Yet the level of disconnect between what the data was indicating and what the media was selling was astounding. The New York Times epitomized that mind-bending divide when it released its final four House polls with a lede reading like a dirge for Democrats.
The new polling from the Times and Siena College "offers fresh evidence that Republicans are poised to retake Congress this fall," declared Shane Goldmacher and Nate Cohn.
That's how they framed survey results that found Democrats leading in three of the swing districts while the fourth race was tied.
On Twitter, Cohn admitted, "On balance, the polls are better for Democrats than I would have guessed given our national polling.”
Indeed, as of 12 PM ET, Democrats had won KS-3, appeared poised to win both NV-1 and PA-8, and were still ahead in a squeaker in NM-2.
Even as a strictly amateur poll watcher, I was unnerved by the degree to which the Beltway narrative was all vibe with specious foundations at best. I don't necessarily delight in journo-bashing, but I found myself dedicating the bulk of my energy to debunking the GOP bloodbath narrative that had weirdly taken hold. Here's a small sampling:
Looking back, I wouldn't have regretted writing a single one of those pieces even if Democratic voters and candidates hadn't defied all the doomsday predictions. At the very least, I could have honestly said that I followed the facts to the best of my abilities in extremely turbulent and ahistorical times.
No journalist, reporter, or analyst is going to get everything right all the time. Your best hope is that your body of work generally holds up when the dust settles, though it will inevitably include a few outliers. And in the event that your body of work falters, you hang on to the knowledge that you honestly did your best to follow the facts.

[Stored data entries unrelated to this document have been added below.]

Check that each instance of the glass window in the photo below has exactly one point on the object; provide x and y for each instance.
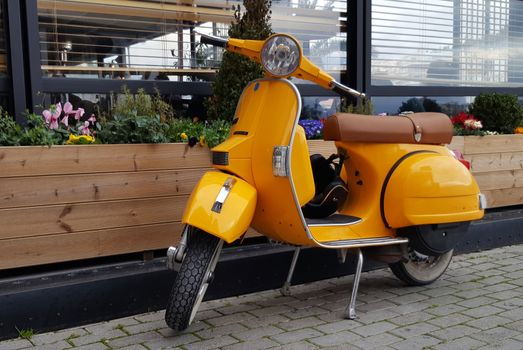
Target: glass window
(158, 40)
(447, 42)
(3, 42)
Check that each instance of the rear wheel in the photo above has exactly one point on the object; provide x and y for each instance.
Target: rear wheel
(421, 269)
(195, 274)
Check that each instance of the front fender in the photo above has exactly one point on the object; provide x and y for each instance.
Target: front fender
(235, 215)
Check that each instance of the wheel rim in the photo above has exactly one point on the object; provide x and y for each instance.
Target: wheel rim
(427, 268)
(205, 282)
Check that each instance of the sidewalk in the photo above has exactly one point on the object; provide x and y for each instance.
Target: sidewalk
(478, 303)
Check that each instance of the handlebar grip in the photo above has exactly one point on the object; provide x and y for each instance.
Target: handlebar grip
(213, 40)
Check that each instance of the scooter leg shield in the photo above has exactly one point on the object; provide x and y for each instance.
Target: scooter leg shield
(222, 205)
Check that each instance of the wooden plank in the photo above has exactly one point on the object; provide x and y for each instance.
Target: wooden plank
(82, 159)
(499, 179)
(495, 161)
(504, 197)
(325, 148)
(78, 217)
(493, 144)
(62, 189)
(30, 251)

But at some point in the 2022 cycle, many in the Beltway media succumbed to a misguided groupthink and began selectively screening out information that didn't support their settled-upon narrative. The truth is no one knew exactly what Election Day would bring, but pundits, analysts, and reporters rarely exhibited the humility to acknowledge that very simple fact. If they had more boldly and honestly declared their own uncertainty, the body of work they produced would have looked far less one-sided—dare I say, biased—in the wrong the direction.

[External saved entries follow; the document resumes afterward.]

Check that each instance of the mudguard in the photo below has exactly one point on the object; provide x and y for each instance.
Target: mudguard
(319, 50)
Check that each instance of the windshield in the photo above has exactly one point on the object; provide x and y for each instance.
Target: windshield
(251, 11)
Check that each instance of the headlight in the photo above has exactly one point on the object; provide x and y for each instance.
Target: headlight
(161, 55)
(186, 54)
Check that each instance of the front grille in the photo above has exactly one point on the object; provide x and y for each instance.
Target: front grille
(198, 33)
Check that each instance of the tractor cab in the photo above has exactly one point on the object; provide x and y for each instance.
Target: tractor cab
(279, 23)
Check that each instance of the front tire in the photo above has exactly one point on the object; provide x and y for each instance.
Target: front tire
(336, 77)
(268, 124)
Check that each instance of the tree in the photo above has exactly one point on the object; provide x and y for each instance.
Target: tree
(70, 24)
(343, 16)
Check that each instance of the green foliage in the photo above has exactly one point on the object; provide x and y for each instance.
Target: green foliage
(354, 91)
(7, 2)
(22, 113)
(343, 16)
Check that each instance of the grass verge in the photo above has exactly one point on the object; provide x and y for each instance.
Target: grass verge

As I tweeted Tuesday night, the level at which nearly all mainstreamers fell for GOP hooey should be both deeply embarrassing and cause for soul searching.
I'm not nearly as invested in the embarrassing part as I am the soul searching. Unfortunately, I think the two go hand in hand to some extent.

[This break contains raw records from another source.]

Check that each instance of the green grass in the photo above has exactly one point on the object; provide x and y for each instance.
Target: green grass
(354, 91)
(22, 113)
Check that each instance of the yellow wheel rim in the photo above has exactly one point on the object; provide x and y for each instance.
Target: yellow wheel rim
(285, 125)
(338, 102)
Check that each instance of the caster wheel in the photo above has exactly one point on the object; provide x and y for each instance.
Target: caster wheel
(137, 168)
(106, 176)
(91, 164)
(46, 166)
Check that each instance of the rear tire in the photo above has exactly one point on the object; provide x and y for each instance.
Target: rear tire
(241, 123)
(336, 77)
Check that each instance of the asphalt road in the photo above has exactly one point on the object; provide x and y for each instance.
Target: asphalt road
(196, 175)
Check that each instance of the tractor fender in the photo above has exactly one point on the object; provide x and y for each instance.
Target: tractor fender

The worst part of it all is that the Beltway media writ large misled the constituency they write for: the American people. Voters, once again, proved the heroes of the story that only they possess the power to write. Though it's still unclear exactly which party will control Congress, the red wave proved more of a puddle, Democrats romped in key gubernatorial and legislative races, and ballot measures supporting reproductive freedom swept the country.
Freedom proved the biggest winner of the 2022 midterms, along with all the activists, organizers, and voters who put blood, sweat, and tears into safeguarding it.
Our country is crying out for political journalists to be equally as devoted to following the facts rather than a narrative, equally as humbled by the power of the unknowable, and equally as invested in the story The People ultimately write.